Compound | MIC | HkСС50 | HmHC10 | SI = HC10/ MIC |
---|---|---|---|---|
7b | 8; 8 | >32; >32 | >32; >32 | >4; >4 |
8a | 4; 4 | >32; >32 | >32; >32 | >8; >8 |
8c | 16; 16 | >32; >32 | >32; >32 | >2; >2 |
A retrospective antimicrobial activity results analysis of the subjects 4-(5-aryl-2-furoyl)morpholines and 4-[(5-aryl-2-furyl)carbonothioyl] morpholines allowed us to distinguish the following chemical optimization vectors. Test compounds exhibit different activity, which is determined by the nature of the substituent. The resulting 4-(5-aryl-2-furoyl)morpholines (7a-e) have no high antimicrobial activity. however, compound 7b has high antifungal activity which allows us to conclude the pharmacophore properties of the nitro group in 2-furoylmorpholines moiety. 4-[(5-Aryl-2-furyl)carbonothioyl] morpholines (8a-f) exhibits relatively not very high antimicrobial activity. However, compounds 8a and 8c were found to have high antifungal activity. The results obtained demonstrate that the antimicrobial effect of the synthesized compounds is probably due to the contribution of morpholine nucleus and a number of structural fragments that are pharmacophore for the class heterocycles and the type of pharmacological activity.
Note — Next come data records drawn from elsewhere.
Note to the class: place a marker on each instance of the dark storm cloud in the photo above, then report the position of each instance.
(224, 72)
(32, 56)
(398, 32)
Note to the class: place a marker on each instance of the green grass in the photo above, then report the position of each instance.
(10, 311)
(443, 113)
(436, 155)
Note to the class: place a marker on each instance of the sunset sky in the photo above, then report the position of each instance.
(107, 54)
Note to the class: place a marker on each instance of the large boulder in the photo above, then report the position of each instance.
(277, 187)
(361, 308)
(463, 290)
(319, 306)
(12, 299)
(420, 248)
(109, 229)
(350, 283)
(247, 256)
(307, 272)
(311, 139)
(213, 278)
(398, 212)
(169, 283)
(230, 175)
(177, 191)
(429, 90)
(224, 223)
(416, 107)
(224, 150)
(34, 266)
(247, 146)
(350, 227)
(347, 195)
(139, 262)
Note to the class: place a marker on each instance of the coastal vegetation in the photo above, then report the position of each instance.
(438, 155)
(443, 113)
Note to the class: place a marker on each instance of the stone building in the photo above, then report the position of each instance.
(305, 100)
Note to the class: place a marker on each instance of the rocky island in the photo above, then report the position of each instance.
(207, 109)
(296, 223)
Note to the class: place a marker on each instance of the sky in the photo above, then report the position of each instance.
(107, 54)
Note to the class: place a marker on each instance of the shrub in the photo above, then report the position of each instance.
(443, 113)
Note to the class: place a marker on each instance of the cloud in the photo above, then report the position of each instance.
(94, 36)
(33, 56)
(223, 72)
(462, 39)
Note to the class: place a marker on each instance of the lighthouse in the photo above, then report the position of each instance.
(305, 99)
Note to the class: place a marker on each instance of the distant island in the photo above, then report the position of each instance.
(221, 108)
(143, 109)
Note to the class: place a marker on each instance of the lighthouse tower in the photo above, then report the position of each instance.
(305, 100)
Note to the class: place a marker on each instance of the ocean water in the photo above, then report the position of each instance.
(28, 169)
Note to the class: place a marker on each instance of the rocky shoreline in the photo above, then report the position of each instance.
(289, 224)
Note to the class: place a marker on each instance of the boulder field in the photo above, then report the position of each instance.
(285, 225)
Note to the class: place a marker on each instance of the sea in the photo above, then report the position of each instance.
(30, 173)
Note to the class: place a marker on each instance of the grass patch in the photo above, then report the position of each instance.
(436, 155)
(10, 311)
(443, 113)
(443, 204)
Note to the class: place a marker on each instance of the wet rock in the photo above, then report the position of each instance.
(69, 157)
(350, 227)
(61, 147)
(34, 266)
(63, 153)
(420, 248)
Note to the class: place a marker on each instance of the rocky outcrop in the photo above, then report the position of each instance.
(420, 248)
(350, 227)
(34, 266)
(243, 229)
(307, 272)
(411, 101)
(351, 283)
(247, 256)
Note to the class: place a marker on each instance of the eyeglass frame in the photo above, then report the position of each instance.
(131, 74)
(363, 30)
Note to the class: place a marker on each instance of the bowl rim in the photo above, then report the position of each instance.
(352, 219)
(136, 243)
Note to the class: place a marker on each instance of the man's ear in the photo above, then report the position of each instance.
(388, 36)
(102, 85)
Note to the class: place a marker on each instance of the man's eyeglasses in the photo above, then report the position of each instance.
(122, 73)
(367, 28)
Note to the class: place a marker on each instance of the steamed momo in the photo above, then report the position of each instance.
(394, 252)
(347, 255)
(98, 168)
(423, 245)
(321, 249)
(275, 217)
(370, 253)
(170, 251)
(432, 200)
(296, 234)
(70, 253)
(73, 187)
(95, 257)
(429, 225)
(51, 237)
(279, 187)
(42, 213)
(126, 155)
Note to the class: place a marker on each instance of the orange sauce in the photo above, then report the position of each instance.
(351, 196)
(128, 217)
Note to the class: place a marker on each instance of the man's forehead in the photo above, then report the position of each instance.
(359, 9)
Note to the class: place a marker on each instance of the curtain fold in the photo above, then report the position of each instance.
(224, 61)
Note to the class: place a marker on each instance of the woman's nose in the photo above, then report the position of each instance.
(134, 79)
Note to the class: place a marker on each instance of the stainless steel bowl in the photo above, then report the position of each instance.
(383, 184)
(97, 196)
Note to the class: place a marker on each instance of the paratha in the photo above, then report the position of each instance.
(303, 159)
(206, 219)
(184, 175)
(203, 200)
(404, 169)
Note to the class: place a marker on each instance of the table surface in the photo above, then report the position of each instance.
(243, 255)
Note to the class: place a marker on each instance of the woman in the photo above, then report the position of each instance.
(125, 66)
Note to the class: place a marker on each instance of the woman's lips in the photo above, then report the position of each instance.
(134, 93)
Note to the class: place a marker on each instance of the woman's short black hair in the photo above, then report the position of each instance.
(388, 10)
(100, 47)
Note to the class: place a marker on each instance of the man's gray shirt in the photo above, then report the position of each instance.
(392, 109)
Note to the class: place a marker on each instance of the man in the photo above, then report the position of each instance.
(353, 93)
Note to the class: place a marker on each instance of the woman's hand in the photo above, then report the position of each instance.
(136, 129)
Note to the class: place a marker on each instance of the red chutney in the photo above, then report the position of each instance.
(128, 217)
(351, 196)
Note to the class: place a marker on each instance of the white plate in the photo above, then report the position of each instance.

In our work, we presented an efficient synthesis and antimicrobial activity evaluation of some 4-(5-aryl-2-furoyl)morpholines and 4-[(5-aryl-2-furyl)carbonothioyl] morpholines. First, antimicrobial activity was detected among the compounds tasted. Further optimization of the structure to improve their activities is currently in progress.